Martínez es irreverente, respeta la tradición, pero pretende "darle un toque personal". Su comida tiene un discurso que se sostiene y él huye de lo pretencioso: "No me vuelve loco recibir una estrella Michelín, la estrella es que la gente venga a comer. Imagínate que me la dan y un día me empiezo a pasar con el punto de sal. Hay mucha gente en esto que ha muerto de su propio endiosamiento".

Sus orígenes le hacen mantener los pies en el suelo. Recuerda que cuando cumplió la mayoría de edad "no había frito un huevo y tiraba los filetes a la sartén desde el cuarto piso".

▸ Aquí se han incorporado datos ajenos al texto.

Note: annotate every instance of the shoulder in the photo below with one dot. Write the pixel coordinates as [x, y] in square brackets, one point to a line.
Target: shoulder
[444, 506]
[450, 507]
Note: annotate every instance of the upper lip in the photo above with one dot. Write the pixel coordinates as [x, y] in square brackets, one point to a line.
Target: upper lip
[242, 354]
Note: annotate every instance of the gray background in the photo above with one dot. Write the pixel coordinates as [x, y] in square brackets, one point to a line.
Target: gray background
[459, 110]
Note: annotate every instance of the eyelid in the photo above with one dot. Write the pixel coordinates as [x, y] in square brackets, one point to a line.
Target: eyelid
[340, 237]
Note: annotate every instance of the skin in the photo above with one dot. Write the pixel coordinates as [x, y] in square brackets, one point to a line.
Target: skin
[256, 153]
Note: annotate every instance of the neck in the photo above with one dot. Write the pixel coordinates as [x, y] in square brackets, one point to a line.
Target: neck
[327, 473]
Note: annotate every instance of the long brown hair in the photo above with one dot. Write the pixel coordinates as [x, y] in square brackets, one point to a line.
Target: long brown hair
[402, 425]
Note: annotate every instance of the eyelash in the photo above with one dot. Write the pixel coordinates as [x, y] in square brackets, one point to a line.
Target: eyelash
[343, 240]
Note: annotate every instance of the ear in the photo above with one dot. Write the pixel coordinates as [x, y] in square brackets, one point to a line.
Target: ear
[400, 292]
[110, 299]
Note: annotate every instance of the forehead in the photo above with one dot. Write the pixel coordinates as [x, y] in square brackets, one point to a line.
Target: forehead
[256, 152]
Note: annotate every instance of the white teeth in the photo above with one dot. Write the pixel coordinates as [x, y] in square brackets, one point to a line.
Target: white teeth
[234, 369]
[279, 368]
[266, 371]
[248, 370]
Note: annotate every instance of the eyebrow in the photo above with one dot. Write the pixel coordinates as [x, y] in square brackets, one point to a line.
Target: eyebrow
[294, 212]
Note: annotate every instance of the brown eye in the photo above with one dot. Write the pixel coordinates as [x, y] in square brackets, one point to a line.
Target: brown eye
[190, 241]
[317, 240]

Se animó a probar en la escuela de hostelería "por un amigo que cocinaba para la realeza de Qatar". Entró de prácticas en el hotel Samoa, "cuando se daban muchas bodas", y después pensó en probar fortuna en Salou. "Vi un anuncio en el periódico, dije que me iría para dos años y estuve 12", rememora.

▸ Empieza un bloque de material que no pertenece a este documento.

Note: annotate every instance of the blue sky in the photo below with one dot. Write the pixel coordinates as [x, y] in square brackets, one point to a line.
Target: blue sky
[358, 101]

Volvió a Gijón primero, luego cocinó con Pepe Ron y también pasó por Deloya. Esa experiencia le sirvió para plantearse la posibilidad de buscar un proyecto personal y tanto que lo hizo.

Hace varias semanas que abrió El Carbón y ya se habla de el en toda la Villa Condal. "Hacemos una cocina sensata, mantenemos cuatro cosas que se piden mucho y que hay que tener, pero luego vamos cambiando la carta permanentemente. Quien entra por esa puerta se adentra en una distopía", resume. Si bien el resultado a la vista es más bien una utopía ecléctica. El restaurante es una gran cocina de carbón, a la entrada una bañera pequeña enfría la sidra y del techo sobre la barra cuelgan unos pollos de plástico de juguete.

Todo forma parte de una atmósfera silenciosa, estudiada, que reafirma su discurso: "Aquí buscamos dar una experiencia, un trato especial y que todo esté bueno", comenta.

Con su aspecto juvenil, tatuajes, piercings y gorra, -"¿quién iba a imaginar un chef así?", ríe- espera conquistar el paladar y el corazón de sus vecinos, desde el carbón.